Taking a break from checking emails, texts and shopping promos that come across our cell phones gives us time to reconnect with others, engage in community, explore our creative impulses and execute meaningful change in our lives.
Giving up the cell phone for Lent may at first seem a challenge. But a little over a week in, many people report feeling better, more present and even happier once they take the plunge.
So what are some tips for taking a break from hand-held tech?
Enforce an actual physical separation.
One of the best things you can do is physically separate yourself from the device. Put it in a different room, so checking it becomes a true intention, not just a force of habit. This means putting the phone away during mealtimes, bedtime and, of course, when you're driving.
Check for messages and feeds only once or twice a day.
Make sure you let your friends and colleagues know to call you if it’s important and explain that you are trying to use your mobile device only for necessary calls.
Turn off distracting notifications. Uninstall any addictive game apps.
You can always re-install them after your tech break. And hopefully, you won’t have any desire to do so!
Make alternate plans.
Start making plans with all the free time you suddenly have on your schedule. The most rewarding activities involve face-to-face interactions with those friends and family members you’ve gotten into the habit of communicating only online with.
Set up outdoor activities, brunches, a game or paint night -- whatever brings you closer to other people and lets you enjoy spontaneous play.
Be mindful of your positive feelings.
Pay attention to the feelings you get from being present and aware of your surroundings.
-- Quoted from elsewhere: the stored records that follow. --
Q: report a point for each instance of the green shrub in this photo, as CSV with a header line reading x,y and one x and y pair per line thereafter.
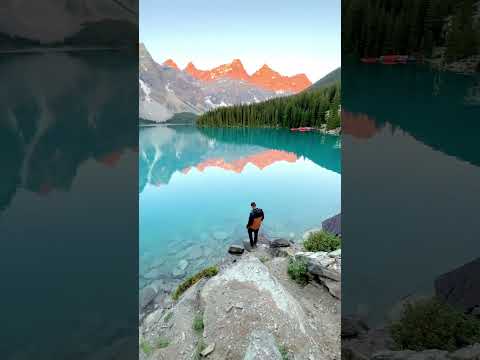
x,y
146,347
321,241
298,271
200,347
198,323
192,280
168,317
284,352
162,342
432,324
Cherish the time you have for contemplation, meditation and creative endeavors, understanding that, by only using technology when necessary and for a limited time, you are regaining your connection with the real world and all it has to offer.
If you do find yourself jumping back into a group text with friends, or responding to Facebook feeds, do so in a single session, then get right back on the abstinence track. Also, don’t waste time beating yourself up over this infraction. We’re all human. It’s what we learn from our slip-ups that really counts.
Rediscover your balance.
Cell phones and mobile devices are not inherently bad. They have made our lives much more productive and safe in myriad ways. We should be grateful for that. But at the same time, we need to be mindful of their influence over our daily lives.
Taking a break from their overuse is a good way to spend Lent. Taking a break from their overuse as a permanent lifestyle is even better. No matter what your faith or time of year, consider scheduling your own experimental break from tech.
You’ll probably pleasantly surprised by the new world it opens up for you.
Marygrace Sexton is founder and CEO of A-GAP -- a 501(c)(3) that promotes wellness by stepping away from technology -- and of Natalie’s Orchid Island Juice Company The creation of her nonprofit stems from her acute awareness of technology's adverse impacts on human relationships and professional performance. Sexton is a member of the National Women’s Business Council and was awarded the Women in Manufacturing STEP Award, which honors only 130 women each year demonstrating excellence and leadership in the manufacturing sector.